Desde a independência do Suriname da Holanda, em 1975, os povos indígenas e quilombolas do país têm lutado para que seus direitos à terra sejam reconhecidos.
“Somos os habitantes originais do país, e nossos direitos devem ser protegidos”, disse Sergio Jubithana, em uma coletiva de imprensa da Associação de Chefes de Aldeias Indígenas do Suriname (Vids, na sigla em neerlandês) em fevereiro. Ele é o chefe — ou kapitein — de Hollandse Kamp, aldeia indígena no distrito de Para, no norte do país, onde o governo tem liberado novas concessões de exploração ao setor madeireiro.
“É lamentável ver a maneira pela qual somos tratados”, acrescentou Jubithana. “Mas não vamos mais aceitar que nossos direitos sejam esmagados”.
O Suriname é o único país da América do Sul que ainda não reconheceu os direitos de povos tradicionais à terra em sua Constituição. Apesar disso, uma decisão histórica da Corte Interamericana de Direitos Humanos determinou, em 2007, que o país demarcasse o território do povo Saamaka (também conhecido como Saramaka), um dos seis grandes grupos quilombolas do Suriname. Na época, as comunidades denunciaram os impactos de décadas de projetos de exploração.

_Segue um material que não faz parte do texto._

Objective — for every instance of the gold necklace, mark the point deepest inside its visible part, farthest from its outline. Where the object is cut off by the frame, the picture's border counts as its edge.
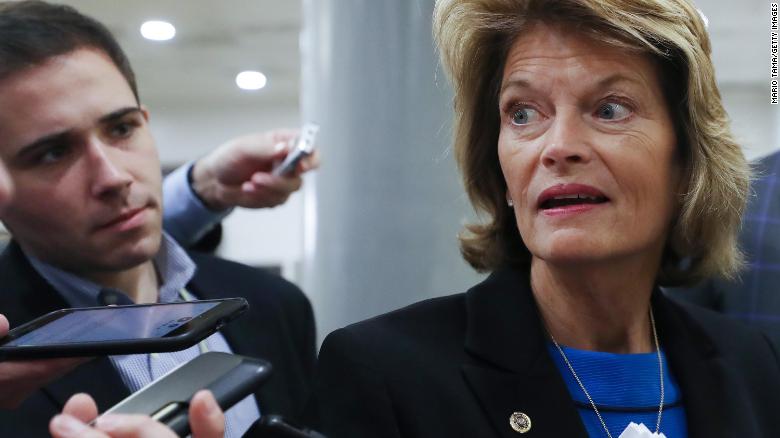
(593, 404)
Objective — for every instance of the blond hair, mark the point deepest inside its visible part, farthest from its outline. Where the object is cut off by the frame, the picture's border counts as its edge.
(473, 38)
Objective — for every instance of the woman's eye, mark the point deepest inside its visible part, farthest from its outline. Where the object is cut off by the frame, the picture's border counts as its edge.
(613, 111)
(523, 116)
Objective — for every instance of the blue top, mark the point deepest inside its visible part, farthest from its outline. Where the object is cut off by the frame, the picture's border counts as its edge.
(625, 388)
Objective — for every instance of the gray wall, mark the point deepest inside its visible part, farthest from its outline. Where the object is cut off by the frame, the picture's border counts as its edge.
(389, 202)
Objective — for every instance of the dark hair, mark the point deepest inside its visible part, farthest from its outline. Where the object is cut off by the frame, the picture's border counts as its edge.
(33, 31)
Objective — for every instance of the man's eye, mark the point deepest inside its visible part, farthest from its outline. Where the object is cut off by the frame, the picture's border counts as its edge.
(52, 155)
(122, 130)
(613, 111)
(523, 116)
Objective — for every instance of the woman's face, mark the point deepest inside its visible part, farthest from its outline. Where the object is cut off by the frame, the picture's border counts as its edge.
(587, 148)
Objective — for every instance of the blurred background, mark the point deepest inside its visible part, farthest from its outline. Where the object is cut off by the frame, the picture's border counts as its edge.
(375, 228)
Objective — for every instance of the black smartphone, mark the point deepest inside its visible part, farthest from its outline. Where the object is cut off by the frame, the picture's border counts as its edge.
(99, 331)
(229, 377)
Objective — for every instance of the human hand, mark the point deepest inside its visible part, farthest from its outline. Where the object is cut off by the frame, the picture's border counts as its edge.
(238, 173)
(206, 421)
(20, 378)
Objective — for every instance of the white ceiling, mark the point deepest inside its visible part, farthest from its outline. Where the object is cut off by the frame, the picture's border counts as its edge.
(218, 38)
(215, 39)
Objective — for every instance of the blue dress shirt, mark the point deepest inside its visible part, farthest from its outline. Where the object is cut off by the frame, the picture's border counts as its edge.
(175, 269)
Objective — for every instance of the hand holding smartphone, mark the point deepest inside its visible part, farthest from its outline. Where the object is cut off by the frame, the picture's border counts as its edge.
(110, 330)
(229, 377)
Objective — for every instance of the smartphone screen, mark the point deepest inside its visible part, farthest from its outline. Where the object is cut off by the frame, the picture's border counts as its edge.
(112, 324)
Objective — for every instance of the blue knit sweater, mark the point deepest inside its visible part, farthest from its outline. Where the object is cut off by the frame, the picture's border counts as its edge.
(625, 388)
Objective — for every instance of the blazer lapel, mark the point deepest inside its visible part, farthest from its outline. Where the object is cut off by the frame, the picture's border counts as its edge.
(514, 372)
(712, 394)
(98, 378)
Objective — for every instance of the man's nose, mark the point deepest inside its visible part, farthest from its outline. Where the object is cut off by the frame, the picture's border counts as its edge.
(108, 175)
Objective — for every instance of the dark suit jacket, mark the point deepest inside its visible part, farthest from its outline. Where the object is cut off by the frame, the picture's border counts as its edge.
(278, 327)
(753, 296)
(459, 366)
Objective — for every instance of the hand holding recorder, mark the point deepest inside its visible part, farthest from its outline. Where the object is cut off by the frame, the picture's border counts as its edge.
(240, 173)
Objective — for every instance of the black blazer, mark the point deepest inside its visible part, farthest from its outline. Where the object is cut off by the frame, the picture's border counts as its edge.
(459, 366)
(278, 327)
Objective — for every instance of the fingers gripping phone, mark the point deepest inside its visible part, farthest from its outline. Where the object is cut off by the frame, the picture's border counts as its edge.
(304, 146)
(97, 331)
(229, 377)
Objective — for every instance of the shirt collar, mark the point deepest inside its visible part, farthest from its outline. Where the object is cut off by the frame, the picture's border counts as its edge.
(172, 264)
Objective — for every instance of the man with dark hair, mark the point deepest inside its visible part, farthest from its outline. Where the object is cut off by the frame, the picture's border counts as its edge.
(86, 222)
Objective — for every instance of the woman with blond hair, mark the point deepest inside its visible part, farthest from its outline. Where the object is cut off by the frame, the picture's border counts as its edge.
(592, 136)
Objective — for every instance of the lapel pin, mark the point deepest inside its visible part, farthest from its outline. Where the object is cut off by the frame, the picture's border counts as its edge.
(520, 422)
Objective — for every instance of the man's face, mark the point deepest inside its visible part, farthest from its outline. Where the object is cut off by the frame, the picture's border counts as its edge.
(84, 165)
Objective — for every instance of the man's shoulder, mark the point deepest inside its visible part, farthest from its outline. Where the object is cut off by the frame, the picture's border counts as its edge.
(433, 327)
(731, 337)
(220, 278)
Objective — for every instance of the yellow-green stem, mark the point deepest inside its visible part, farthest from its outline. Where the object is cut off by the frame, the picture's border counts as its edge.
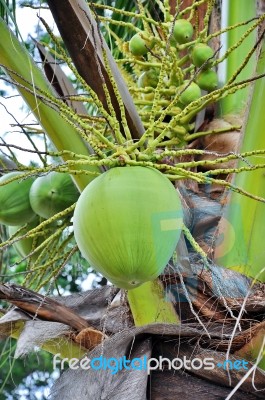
(15, 57)
(234, 12)
(242, 227)
(149, 304)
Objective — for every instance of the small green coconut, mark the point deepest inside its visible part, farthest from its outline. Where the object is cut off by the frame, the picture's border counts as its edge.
(52, 193)
(182, 31)
(207, 80)
(200, 54)
(192, 93)
(139, 46)
(148, 79)
(15, 208)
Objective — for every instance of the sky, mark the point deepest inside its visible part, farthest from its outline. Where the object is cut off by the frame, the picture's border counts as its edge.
(28, 24)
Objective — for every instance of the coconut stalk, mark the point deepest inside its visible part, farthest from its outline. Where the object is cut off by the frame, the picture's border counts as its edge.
(243, 248)
(28, 78)
(234, 12)
(64, 136)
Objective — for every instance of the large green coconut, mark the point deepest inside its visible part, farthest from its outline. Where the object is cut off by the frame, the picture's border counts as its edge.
(15, 208)
(127, 223)
(25, 246)
(52, 193)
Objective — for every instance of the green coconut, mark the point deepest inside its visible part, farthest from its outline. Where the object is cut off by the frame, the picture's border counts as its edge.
(200, 54)
(15, 208)
(207, 80)
(182, 31)
(139, 46)
(127, 223)
(25, 246)
(148, 79)
(52, 193)
(192, 93)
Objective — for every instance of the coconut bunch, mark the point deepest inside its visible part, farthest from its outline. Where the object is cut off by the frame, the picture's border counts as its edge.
(188, 70)
(25, 202)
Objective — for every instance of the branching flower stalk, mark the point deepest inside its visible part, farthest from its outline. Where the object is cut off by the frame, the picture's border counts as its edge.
(169, 123)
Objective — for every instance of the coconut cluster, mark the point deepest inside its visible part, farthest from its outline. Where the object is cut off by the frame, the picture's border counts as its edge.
(201, 57)
(25, 202)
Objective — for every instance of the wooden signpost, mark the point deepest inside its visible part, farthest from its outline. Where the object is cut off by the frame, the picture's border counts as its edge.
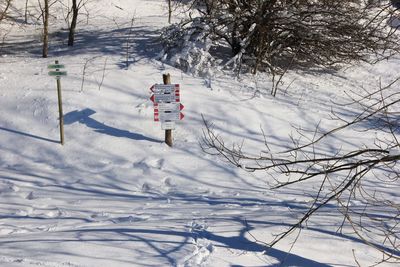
(167, 106)
(55, 72)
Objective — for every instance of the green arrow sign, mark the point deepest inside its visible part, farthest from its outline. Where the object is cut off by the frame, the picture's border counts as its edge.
(56, 66)
(57, 73)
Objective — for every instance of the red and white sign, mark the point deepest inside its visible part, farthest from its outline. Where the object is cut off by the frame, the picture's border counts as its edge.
(167, 106)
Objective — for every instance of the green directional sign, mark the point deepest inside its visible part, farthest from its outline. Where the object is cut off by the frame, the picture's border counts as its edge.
(57, 73)
(56, 66)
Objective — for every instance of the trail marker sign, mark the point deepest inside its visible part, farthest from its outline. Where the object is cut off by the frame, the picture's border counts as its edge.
(55, 70)
(167, 105)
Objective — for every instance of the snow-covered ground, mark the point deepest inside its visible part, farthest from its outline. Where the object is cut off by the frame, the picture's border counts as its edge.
(115, 194)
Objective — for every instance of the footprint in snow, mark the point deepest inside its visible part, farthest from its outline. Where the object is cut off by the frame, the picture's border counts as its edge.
(147, 164)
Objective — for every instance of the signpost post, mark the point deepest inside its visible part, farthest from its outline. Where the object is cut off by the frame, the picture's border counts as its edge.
(167, 106)
(55, 71)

Quase 17 anos após a sentença, ainda não foi criada nenhuma legislação para assegurar os direitos coletivos dos povos indígenas e quilombolas. Um projeto de lei nesse sentido foi apresentado em 2021 no Congresso surinamês, mas não saiu do papel. Nos últimos anos, as tensões com o governo escalaram devido às concessões para a exploração de ouro e madeira nos territórios dos povos tradicionais, impactando seus meios de subsistência e modos de vida.
Sem demarcação, sem serviços básicos
Cerca de 4% da população do Suriname é indígena, de acordo com último censo, realizado em 2012: são 20 mil pessoas distribuídas entre 50 aldeias. Sem terras legalmente reconhecidas, essas comunidades enfrentam problemas de infraestrutura básica, como a falta de escolas e hospitais, e não têm acesso a crédito ou investimentos.
O caso dos quilombolas surinameses é semelhante. Descendentes de africanos que escaparam de regimes escravocratas na América do Sul, eles representam o segundo maior grupo étnico do país: são 120 mil pessoas concentradas nos distritos do interior, longe da capital Paramaribo, principal porto e centro urbano do Suriname.
Além dos Saamaka, muitas outras comunidades tradicionais enfrentam há anos os impactos de atividades como a mineração e extração madeireira, provocando o deslocamento forçado de pessoas e a poluição das fontes de água.
Com essas operações permitidas por meio de concessões, essas áreas se tornaram proibidas para os povos indígenas realizarem atividades tradicionais de subsistência. “Agora vivemos fora de nossas terras agrícolas, e os homens da aldeia têm que viver da caça e da pesca”, disse Chevani Kassels, presidente de uma organização de mulheres em Pikin Saron, aldeia indígena no norte do distrito de Para. “Se todas as nossas florestas forem cedidas a essas concessões, como vamos sobreviver?”.
Em maio de 2023, o conflito contra o governo estourou de vez: protestos em Pikin Saron resultaram na morte de duas pessoas. Os manifestantes reivindicavam seus direitos à terra e expressaram sua insatisfação com a mineradora estatal Grassalco, que não teria cumprido as promessas de levar mais empregos à aldeia, onde uma mina de ouro foi aberta.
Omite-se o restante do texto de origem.